# World Hide & Seek champion is



## DTPCHEMICALS (Jul 24, 2006)

Richard


----------



## 100127 (Jul 20, 2006)

:lol: :lol: :lol:


----------



## iconnor (Nov 27, 2007)

Very good :lol: :lol:


----------



## Penquin (Oct 15, 2007)

Nice one Richard......

cooeee ready or not, you can come out now, I think he was tyred....

Dave


----------



## rosalan (Aug 24, 2009)

Not only 'tyred' but cold..... its a bit parky up there in Leicester.


Alan


Thinking of Uncle Norm and Auntie Sandra at this time.


----------



## camallison (Jul 15, 2009)

He was heard to shout, "A hearse, a hearse, my kingdom for a hearse" Then they clamped him for overstaying his paid-for time.

Colin


----------



## GEMMY (Jun 19, 2006)

ATOS have passed him 'fit for work' today

tony


----------



## 747 (Oct 2, 2009)

A receipt from a Cobbler was found on the body and amazingly the company is still in business.
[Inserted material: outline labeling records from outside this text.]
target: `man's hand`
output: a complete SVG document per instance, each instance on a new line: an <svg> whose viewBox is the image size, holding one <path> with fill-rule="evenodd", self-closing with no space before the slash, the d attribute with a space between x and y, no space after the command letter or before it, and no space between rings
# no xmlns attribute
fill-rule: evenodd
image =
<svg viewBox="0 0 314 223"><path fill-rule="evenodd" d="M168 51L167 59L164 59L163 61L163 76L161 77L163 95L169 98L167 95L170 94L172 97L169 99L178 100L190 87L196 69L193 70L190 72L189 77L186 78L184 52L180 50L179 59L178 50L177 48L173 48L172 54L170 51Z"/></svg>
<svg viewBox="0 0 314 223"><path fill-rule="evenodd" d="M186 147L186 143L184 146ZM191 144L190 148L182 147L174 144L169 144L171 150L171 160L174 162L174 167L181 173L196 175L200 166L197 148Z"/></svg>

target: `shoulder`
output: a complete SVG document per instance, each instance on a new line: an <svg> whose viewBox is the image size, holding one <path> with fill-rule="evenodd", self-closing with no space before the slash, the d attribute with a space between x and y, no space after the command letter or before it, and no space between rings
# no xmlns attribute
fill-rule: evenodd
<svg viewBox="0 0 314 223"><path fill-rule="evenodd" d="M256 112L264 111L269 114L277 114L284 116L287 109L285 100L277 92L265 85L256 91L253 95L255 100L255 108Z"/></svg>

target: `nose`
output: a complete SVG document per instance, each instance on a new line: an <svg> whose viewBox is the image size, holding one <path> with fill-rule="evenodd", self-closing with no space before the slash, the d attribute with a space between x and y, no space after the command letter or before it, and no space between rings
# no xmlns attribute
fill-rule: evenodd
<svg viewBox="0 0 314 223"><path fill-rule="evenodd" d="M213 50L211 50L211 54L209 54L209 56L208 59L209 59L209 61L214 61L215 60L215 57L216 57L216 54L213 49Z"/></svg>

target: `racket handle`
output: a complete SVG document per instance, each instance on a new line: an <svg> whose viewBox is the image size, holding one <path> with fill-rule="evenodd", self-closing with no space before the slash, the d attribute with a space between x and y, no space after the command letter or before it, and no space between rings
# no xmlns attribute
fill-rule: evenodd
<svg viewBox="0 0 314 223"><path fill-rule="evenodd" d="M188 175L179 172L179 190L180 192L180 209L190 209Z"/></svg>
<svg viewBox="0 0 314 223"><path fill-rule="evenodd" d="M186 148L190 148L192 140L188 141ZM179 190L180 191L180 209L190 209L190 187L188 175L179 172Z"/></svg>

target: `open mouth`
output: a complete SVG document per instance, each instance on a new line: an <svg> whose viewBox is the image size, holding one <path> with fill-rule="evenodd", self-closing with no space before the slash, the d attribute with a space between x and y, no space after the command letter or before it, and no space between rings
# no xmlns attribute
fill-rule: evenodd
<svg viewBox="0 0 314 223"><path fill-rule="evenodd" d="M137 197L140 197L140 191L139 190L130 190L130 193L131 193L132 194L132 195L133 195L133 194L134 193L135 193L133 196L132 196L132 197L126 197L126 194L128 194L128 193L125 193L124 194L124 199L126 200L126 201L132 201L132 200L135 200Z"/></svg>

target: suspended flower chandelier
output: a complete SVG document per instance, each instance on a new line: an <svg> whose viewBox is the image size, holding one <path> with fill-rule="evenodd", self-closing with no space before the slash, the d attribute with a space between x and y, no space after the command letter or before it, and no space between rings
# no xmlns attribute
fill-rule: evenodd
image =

An Archeologist took the receipt and showed it to the owner. He looked at it and said "They'll be ready next Friday".


----------



## loddy (Feb 12, 2007)

They haven't found him yet, the record holder that is

:wink:


----------



## DTPCHEMICALS (Jul 24, 2006)

loddy is a smartie. :lol: :lol: :lol: 
Ok Rich111 is the current holder.
Dave p


----------



## bazzeruk (Sep 11, 2010)

Do miss Blackadder


----------